A: The backoff mechanism will provide several benefits, including:
- Reduced CPU usage: By preventing repeated connection attempts to failed nodes, the system will experience reduced CPU usage.
- Reduced memory allocation/free churn: By preventing repeated creation and destruction of
clusterLink
objects, the system will experience reduced memory allocation/free churn. - Improved system stability: By preventing repeated connection attempts to failed nodes, the system will experience improved stability.
Q: How is the backoff mechanism implemented?

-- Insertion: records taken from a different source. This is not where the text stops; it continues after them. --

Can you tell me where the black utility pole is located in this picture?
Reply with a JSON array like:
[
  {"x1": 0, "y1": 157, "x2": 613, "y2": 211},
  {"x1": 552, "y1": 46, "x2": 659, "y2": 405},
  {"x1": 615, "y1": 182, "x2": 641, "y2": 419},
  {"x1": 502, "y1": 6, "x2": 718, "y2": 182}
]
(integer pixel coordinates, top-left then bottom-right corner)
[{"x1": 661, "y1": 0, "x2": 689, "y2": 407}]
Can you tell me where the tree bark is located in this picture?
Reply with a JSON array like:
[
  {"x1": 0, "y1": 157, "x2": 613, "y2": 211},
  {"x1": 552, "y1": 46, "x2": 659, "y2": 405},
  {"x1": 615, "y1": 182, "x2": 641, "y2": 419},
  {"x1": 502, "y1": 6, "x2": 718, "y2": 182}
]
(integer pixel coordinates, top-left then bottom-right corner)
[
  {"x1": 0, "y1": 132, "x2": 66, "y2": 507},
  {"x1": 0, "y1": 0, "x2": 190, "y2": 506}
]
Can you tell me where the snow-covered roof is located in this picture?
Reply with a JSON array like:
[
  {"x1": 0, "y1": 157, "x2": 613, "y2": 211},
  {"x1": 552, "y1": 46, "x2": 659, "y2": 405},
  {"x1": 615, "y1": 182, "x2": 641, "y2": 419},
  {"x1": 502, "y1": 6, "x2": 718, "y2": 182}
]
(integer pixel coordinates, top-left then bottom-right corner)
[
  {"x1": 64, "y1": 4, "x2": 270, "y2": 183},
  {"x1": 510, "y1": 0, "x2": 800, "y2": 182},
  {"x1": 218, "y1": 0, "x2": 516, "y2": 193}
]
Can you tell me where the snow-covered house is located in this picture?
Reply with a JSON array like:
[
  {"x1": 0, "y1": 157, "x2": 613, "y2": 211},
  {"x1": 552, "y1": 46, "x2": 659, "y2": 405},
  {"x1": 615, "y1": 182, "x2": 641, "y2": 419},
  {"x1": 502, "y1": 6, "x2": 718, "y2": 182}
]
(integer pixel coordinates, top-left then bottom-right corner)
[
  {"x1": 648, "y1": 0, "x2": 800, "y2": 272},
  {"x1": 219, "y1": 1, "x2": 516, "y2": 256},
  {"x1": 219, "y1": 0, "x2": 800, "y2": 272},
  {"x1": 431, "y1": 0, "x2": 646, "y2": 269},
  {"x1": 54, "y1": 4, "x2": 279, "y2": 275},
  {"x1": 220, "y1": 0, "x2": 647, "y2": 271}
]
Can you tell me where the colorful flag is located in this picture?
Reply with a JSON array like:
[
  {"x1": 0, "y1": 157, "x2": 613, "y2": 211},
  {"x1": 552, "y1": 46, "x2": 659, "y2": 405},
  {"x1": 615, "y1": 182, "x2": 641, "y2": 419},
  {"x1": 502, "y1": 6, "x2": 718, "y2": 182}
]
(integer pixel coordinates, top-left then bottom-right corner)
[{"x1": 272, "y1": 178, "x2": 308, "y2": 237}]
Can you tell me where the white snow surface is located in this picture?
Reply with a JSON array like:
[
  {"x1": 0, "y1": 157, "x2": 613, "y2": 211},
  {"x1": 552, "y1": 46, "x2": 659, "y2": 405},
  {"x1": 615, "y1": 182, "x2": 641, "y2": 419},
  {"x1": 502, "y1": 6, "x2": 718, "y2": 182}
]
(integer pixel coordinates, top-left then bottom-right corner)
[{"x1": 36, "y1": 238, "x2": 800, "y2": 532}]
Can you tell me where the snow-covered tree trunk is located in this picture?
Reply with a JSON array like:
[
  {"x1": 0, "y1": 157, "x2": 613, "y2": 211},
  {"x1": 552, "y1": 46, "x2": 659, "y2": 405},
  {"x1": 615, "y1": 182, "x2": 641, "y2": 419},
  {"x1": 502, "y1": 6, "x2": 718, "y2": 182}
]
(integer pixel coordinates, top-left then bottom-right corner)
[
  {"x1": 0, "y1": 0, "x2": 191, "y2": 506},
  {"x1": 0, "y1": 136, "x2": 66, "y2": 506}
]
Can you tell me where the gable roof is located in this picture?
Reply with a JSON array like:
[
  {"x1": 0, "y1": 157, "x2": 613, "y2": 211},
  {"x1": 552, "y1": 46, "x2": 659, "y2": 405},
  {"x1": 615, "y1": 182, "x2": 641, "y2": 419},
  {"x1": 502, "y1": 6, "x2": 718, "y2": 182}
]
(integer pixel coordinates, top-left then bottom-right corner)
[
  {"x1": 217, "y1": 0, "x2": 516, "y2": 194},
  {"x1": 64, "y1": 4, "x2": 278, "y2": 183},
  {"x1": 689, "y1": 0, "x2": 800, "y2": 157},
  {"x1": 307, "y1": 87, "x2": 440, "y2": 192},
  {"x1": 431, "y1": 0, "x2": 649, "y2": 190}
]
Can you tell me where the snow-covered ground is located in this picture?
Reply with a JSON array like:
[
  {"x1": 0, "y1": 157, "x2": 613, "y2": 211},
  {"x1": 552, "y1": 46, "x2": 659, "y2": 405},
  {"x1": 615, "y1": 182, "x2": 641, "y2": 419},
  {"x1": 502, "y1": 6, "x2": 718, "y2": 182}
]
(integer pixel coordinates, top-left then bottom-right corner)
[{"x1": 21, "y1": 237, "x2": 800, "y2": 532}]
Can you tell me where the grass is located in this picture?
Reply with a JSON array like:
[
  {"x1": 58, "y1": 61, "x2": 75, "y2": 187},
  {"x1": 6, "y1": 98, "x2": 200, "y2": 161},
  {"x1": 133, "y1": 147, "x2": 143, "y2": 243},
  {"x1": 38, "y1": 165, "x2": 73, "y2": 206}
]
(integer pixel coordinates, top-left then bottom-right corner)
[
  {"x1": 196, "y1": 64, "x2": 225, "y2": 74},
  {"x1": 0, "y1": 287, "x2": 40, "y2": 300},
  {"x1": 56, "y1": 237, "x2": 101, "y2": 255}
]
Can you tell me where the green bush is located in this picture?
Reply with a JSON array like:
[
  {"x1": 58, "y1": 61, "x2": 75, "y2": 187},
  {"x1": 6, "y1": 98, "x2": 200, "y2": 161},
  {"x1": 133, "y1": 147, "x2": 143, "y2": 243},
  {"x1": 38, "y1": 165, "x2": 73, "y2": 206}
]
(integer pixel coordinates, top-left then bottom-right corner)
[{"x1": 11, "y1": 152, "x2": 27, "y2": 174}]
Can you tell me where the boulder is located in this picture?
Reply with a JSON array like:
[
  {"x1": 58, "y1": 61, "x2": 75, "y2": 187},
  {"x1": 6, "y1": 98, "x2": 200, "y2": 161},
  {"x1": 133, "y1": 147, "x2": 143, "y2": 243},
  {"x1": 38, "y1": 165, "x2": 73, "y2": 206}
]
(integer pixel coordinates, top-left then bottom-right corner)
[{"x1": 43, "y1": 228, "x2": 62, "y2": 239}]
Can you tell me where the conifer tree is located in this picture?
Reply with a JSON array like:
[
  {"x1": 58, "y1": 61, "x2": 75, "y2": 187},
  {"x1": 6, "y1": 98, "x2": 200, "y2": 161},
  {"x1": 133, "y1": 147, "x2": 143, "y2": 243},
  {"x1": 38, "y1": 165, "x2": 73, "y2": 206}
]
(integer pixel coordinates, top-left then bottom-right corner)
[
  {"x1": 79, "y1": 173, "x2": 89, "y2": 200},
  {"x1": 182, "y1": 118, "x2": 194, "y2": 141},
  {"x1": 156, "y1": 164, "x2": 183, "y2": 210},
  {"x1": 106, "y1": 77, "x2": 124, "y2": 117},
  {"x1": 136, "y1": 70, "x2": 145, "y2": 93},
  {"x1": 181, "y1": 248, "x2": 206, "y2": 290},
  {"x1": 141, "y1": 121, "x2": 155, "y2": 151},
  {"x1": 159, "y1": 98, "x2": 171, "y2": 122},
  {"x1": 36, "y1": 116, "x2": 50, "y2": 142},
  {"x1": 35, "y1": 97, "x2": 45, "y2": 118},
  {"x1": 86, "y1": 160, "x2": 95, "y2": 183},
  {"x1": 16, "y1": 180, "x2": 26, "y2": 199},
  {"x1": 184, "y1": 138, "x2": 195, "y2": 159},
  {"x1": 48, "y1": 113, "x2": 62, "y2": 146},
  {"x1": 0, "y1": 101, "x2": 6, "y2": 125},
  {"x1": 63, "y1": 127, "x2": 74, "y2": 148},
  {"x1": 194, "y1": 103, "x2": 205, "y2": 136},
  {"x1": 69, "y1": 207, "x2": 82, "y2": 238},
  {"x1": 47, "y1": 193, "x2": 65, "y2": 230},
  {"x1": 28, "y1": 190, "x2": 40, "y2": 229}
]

A: The backoff mechanism will be implemented as follows:
- A new function,
clusterNodeCronHandleBackoff()
, will be added to theclusterCron()
function. - This function will take into account the failed state of the node and the number of failed attempts before deciding whether to wait or reconnect.
- The waiting period will be increased exponentially with each failed attempt, up to a maximum limit.
- If the node is still in a failed state after the maximum waiting period, the system will give up attempting to reconnect to the node.
: What are the key takeaways from this article?
A: The key takeaways from this article are:
- Excessive connection attempts to failed nodes in clusterCron() can cause CPU overhead and performance issues.
- The backoff mechanism can solve this problem by preventing repeated connection attempts to failed nodes.
- The backoff mechanism will provide several benefits, including reduced CPU usage, reduced memory allocation/free churn, and improved system stability.
Conclusion
In conclusion, the backoff mechanism is a solution to the problem of excessive connection attempts to failed nodes in clusterCron(). By preventing repeated connection attempts to failed nodes, the system will experience reduced CPU usage, reduced memory allocation/free churn, and improved system stability. The implementation details of the backoff mechanism are outlined above, and the benefits of the feature are discussed in the previous section.